While throttle was the right direction, doing it piecemeal was too expensive. This led to using a static interval. An interval allows us to marshal the accumulation of changes to the monitor entity, only updating the DOM at a set timing and only for those entities that actually did change. The DOM can now change at a measured and predictable pace for the entire set of entities, rather than thrashing as individual entities are changing. We also found that absolute real time updates don’t add any additional user experience benefit over a relatively fast interval update.
The monitors that are updated are sorted, but not in a linear fashion. The ID of the monitor does not correspond at all to an order on the page. We also receive the data haphazardly, so seek performance in the javascript is paramount. Choosing the correct approach to find the entity to update is very important to avoid unnecessary CPU cycles.
If you have a small array, using a simple linear search with find or findIndex might be performant enough. But, when you get into medium, large and really large arrays, find will perform poorly. If you have a large array or you’re doing many find operations, stay far away from a linear search. For the case of the monitors, find was like a rolling roadblock—it brought everything to a halt regardless of the time of day.

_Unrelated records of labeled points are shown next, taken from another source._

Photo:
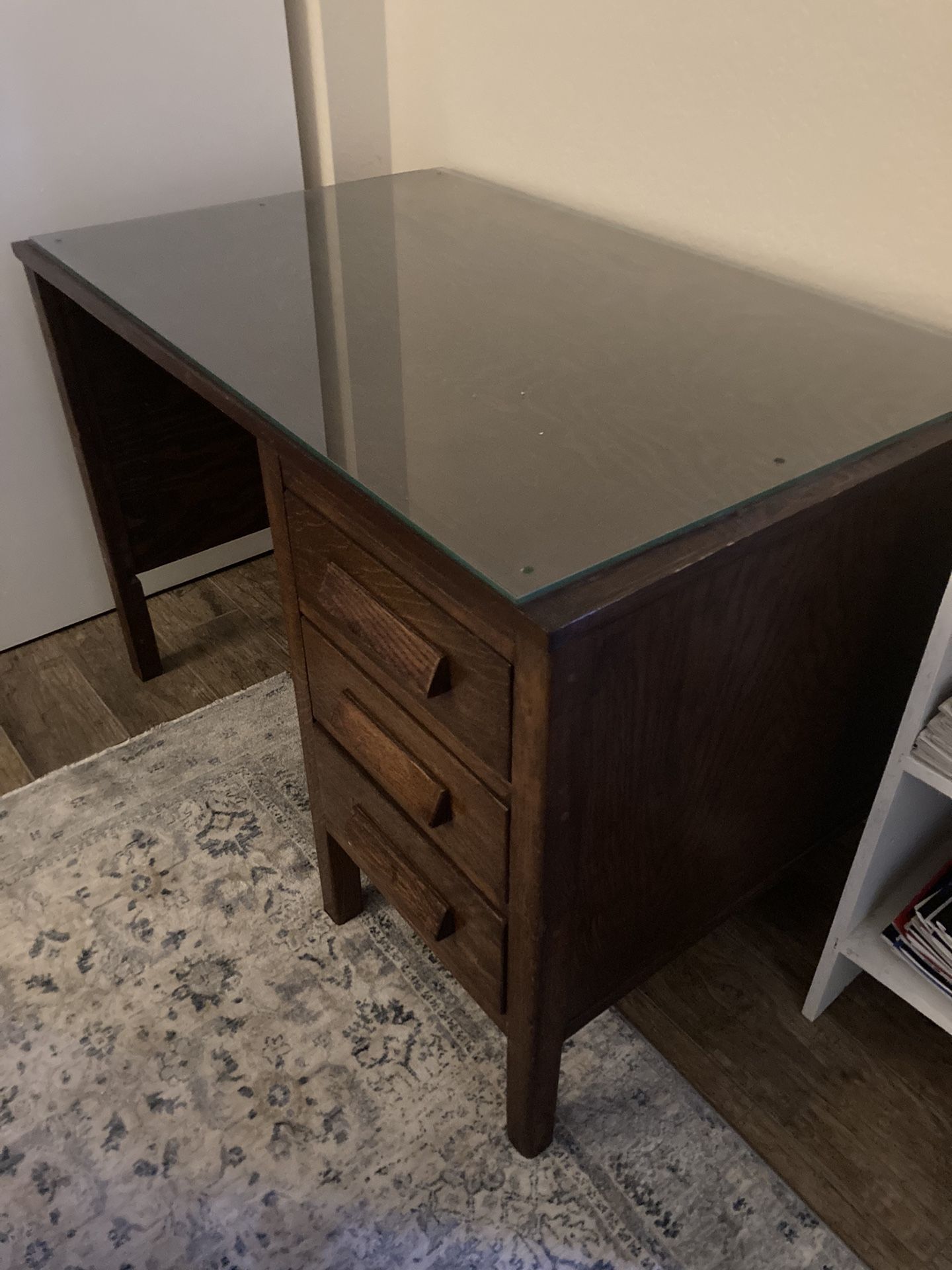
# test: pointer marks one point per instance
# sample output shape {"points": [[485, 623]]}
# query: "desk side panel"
{"points": [[720, 730], [184, 476]]}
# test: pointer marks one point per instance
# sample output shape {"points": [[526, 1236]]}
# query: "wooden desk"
{"points": [[606, 567]]}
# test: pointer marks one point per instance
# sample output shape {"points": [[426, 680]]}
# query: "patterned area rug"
{"points": [[198, 1070]]}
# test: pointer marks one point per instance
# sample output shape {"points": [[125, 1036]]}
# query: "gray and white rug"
{"points": [[198, 1070]]}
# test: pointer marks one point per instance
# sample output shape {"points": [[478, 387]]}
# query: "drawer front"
{"points": [[430, 786], [420, 654], [448, 913]]}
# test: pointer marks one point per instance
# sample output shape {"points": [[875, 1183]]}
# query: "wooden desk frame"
{"points": [[684, 723]]}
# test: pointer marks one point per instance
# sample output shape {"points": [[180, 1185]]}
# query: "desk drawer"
{"points": [[422, 656], [450, 915], [429, 785]]}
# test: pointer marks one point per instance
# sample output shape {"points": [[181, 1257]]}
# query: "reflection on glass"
{"points": [[537, 392]]}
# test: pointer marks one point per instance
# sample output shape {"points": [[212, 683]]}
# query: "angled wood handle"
{"points": [[389, 640], [389, 763], [387, 869]]}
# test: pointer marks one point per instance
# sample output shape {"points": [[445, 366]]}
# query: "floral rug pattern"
{"points": [[198, 1070]]}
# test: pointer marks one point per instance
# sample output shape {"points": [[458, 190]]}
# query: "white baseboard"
{"points": [[206, 562]]}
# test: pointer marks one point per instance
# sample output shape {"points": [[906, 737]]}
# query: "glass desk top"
{"points": [[536, 392]]}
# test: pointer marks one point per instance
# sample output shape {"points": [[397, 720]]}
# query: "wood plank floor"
{"points": [[853, 1111]]}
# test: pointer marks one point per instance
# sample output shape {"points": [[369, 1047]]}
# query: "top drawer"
{"points": [[420, 654]]}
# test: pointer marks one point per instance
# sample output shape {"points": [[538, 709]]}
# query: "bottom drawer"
{"points": [[446, 911]]}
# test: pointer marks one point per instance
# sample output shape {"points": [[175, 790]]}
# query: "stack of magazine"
{"points": [[933, 746], [922, 933]]}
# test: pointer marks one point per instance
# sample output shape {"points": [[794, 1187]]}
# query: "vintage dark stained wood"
{"points": [[677, 728], [475, 832], [475, 951], [340, 876], [475, 705], [167, 473], [851, 1111], [408, 890], [376, 629]]}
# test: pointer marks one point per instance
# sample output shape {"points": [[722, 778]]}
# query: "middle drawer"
{"points": [[427, 783]]}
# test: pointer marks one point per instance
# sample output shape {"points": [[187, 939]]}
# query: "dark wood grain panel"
{"points": [[412, 894], [475, 709], [475, 952], [186, 476], [475, 832], [409, 658], [736, 720]]}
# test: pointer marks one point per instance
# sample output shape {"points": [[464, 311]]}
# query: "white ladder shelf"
{"points": [[903, 846]]}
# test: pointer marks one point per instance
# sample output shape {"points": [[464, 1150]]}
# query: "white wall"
{"points": [[810, 139], [110, 110]]}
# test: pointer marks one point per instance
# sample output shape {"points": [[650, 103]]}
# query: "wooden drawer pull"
{"points": [[389, 763], [408, 656], [409, 893]]}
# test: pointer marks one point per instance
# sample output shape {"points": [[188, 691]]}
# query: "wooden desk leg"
{"points": [[536, 968], [340, 878], [63, 342]]}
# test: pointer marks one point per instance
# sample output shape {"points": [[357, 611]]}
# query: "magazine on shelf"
{"points": [[933, 746], [922, 934]]}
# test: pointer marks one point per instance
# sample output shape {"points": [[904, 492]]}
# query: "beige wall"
{"points": [[813, 139]]}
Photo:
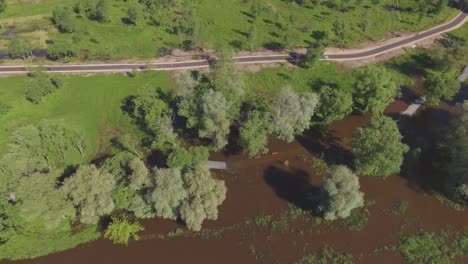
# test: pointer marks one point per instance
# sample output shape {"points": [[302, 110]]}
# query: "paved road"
{"points": [[194, 64]]}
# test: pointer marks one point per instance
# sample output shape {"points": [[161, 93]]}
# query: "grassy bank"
{"points": [[91, 105], [219, 24]]}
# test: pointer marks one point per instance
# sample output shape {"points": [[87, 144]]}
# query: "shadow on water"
{"points": [[323, 142], [293, 187], [422, 169]]}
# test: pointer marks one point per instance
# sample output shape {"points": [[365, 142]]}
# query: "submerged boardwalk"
{"points": [[217, 165]]}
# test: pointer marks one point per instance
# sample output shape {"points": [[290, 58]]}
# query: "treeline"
{"points": [[180, 18]]}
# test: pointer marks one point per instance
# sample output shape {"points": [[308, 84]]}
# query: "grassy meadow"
{"points": [[90, 105], [220, 24]]}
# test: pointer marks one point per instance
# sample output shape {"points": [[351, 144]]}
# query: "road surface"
{"points": [[457, 22]]}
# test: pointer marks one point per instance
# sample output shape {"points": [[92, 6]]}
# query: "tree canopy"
{"points": [[378, 148], [341, 188], [335, 104], [441, 85], [374, 90], [292, 113], [90, 190]]}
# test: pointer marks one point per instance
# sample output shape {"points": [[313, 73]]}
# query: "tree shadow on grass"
{"points": [[324, 143], [293, 187], [416, 64]]}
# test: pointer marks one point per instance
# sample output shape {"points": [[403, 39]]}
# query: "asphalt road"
{"points": [[194, 64]]}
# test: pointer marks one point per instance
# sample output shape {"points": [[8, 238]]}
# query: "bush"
{"points": [[424, 248], [120, 231], [326, 256]]}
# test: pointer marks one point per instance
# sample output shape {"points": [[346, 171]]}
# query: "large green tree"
{"points": [[90, 190], [374, 90], [456, 146], [292, 113], [341, 188], [204, 195], [151, 112], [335, 104], [169, 192], [120, 231], [39, 200], [441, 85], [254, 133], [378, 148], [19, 48], [215, 121]]}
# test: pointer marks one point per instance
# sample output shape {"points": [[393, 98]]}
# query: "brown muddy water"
{"points": [[267, 185]]}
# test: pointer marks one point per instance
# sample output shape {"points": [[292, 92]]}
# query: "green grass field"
{"points": [[90, 105], [222, 23]]}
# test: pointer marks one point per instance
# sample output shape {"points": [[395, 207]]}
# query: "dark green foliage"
{"points": [[441, 85], [378, 148], [335, 104], [193, 196], [254, 133], [2, 5], [313, 54], [39, 87], [456, 150], [4, 109], [424, 248], [375, 89], [120, 231], [341, 188], [19, 48], [326, 256], [151, 112], [187, 158], [102, 11], [135, 13], [90, 190]]}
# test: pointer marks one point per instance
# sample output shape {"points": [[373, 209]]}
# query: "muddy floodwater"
{"points": [[265, 186]]}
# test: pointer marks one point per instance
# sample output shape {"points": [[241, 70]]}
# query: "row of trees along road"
{"points": [[51, 186]]}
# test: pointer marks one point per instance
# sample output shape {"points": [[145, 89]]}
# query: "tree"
{"points": [[90, 190], [378, 148], [169, 192], [335, 104], [215, 121], [375, 88], [341, 187], [135, 13], [39, 87], [19, 48], [40, 201], [151, 112], [254, 133], [186, 158], [128, 143], [120, 231], [204, 195], [40, 148], [456, 149], [2, 6], [441, 84], [228, 80], [292, 113]]}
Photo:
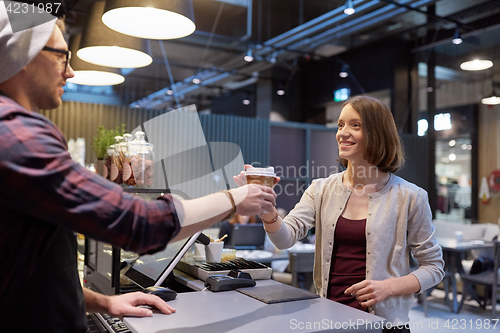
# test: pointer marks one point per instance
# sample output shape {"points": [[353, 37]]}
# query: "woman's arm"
{"points": [[371, 292]]}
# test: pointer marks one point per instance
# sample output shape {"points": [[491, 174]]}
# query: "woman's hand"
{"points": [[370, 292]]}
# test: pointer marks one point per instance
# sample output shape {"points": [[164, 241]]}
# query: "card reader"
{"points": [[234, 280]]}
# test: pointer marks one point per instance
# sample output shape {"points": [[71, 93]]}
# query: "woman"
{"points": [[367, 220]]}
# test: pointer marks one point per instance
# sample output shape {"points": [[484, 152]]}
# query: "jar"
{"points": [[116, 174], [142, 161], [128, 175]]}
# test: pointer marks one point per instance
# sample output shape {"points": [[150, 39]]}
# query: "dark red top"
{"points": [[348, 260]]}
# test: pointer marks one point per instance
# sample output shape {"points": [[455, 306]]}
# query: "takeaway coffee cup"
{"points": [[262, 176], [213, 251]]}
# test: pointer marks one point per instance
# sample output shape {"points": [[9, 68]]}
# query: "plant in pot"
{"points": [[102, 141]]}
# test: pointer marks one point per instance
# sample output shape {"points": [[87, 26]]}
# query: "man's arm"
{"points": [[199, 214], [124, 305]]}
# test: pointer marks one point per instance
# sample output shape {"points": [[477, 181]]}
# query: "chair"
{"points": [[300, 262], [488, 279]]}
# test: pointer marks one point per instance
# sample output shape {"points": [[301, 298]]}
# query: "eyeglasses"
{"points": [[65, 52]]}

If the array you are seeking against is sorted linear in some way then generally a binary search provides the best performance. Binary searches are very fast and if you can use one, do so. In the case of the monitors, the entities were not sorted in a linear fashion and the ID’s of the entities did not correspond to an easy or contiguous index position. We would have loved to use this search but it wasn’t in the cards.
Since the data doesn’t work well with a linear or binary search, we chose a Dictionary approach. Using the ID of the entity you can create a key (e.g. “key_1”) that is predictable, repeatable and simple. Then an index operation can reference the entity stored on the Dictionary. This provides a consistent performance level that doesn’t change all that much with the size of the dictionary.
I generally tend to gravitate towards the Dictionary method because the nature of our data doesn’t match up well to sorted arrays as primary containers. However, this is also a very testable benchmark to make. Here is a JSFiddle that will run performance tests comparing the different seek methods (mileage will vary depending upon your native browser performance):
The Linear “Find” method had the worst performance of all as you would expect. A linear search is a Big O(n) search. The Binary search against the sorted array was the fastest method. It has a Big O(log n) search performance. The Dictionary method has a very fast performance as well. The results of the fiddle benchmark looks at a glance like Big O(log (n+1)) but take that with a grain of salt.
Now go “test” someone’s browser with an infinite loop!